海神の灯
春だった。
東の沿岸に、港町があった。
山を越えて海に出ると、空気が変わった。乾いた冬の空気ではない。潮の匂いがした。湿っていた。風が重かった。霧がかかっていて、海の色が見えなかった。波の音だけが、霧の向こうから聞こえていた。
港町の漁村。人口百十人。前回の六十人の倍近い。報告書に書いてあった数字だった。
おれは三十二。班長三年目の春。部下は入れ替わっていた。去年までの班員が一人抜け、新しい班員が入った。若い。二十を少し過ぎたくらいの顔をしていた。真面目な目をしていた。報告をきちんと出す。敬語で話す。任務に忠実だった。
前回の嘘は通った。
あの冬、北の山裾の六十人。証拠不十分。報告書は受理され、処理は見送りになった。誰にも疑われなかった。
おれは今、百十人の集落に立っている。
次があるのか、と山道を下りながら考えた。その答えが——もう出ている。おれはここにいる。査定の命令を受けて、筆と紙を持って、ここに来ている。次がないなら、ここにいる意味がない。

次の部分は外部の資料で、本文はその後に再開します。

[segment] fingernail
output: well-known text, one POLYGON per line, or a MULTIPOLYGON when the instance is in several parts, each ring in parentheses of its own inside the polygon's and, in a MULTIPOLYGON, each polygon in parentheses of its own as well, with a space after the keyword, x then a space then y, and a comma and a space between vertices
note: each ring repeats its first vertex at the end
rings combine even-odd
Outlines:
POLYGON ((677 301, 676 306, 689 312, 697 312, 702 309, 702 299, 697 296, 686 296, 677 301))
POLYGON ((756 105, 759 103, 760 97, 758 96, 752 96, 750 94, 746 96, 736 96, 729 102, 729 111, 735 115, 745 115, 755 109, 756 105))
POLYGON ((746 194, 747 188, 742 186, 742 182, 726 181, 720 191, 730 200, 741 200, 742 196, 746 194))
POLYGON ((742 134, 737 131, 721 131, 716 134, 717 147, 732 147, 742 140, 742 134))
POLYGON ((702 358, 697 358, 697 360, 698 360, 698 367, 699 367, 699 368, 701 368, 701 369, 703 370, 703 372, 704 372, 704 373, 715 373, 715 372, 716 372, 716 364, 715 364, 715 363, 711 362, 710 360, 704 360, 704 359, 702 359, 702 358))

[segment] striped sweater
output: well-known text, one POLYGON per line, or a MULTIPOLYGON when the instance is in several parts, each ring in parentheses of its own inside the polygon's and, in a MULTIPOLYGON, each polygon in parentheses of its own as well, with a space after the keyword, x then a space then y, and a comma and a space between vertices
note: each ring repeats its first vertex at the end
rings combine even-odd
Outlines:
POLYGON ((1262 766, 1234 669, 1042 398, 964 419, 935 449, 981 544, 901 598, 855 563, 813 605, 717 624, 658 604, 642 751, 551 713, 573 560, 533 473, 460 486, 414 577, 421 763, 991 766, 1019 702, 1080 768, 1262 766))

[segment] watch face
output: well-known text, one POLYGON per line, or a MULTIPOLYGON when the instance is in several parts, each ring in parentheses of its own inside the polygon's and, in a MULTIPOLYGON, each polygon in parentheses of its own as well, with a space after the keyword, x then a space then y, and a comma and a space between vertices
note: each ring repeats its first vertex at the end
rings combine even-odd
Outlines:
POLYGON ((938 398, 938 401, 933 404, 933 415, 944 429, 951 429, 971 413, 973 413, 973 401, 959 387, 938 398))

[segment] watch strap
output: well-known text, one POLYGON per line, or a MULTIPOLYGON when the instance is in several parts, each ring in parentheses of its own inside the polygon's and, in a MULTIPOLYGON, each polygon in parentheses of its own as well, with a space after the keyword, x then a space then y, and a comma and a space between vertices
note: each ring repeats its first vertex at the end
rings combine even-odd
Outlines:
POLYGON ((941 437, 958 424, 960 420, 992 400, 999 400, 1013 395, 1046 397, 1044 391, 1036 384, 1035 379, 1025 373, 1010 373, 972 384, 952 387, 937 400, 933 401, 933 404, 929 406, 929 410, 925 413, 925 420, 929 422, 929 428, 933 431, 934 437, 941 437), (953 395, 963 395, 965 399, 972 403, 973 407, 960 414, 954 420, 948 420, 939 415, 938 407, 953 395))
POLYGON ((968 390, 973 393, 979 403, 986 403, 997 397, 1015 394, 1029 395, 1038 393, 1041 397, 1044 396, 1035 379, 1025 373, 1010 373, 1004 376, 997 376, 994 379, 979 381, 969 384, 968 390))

だが次があるのかどうかは、まだ知らない。この集落を見てからだ。
霧が薄くなった。
集落が見えた。港に沿って家が並んでいた。石と木の家。漁師の家は木造が多い。船板の余りで壁を張ってある家もあった。干物の匂いがした。網が干されていた。石の埠頭に小さな船が何隻か繋がれていた。
海が見えた。灰色だった。春の海は、この地方ではまだ冬の色をしている。波は穏やかだったが、沖のほうに白い波頭が見えた。水平線は霧に呑まれて、空と海の境目が見えなかった。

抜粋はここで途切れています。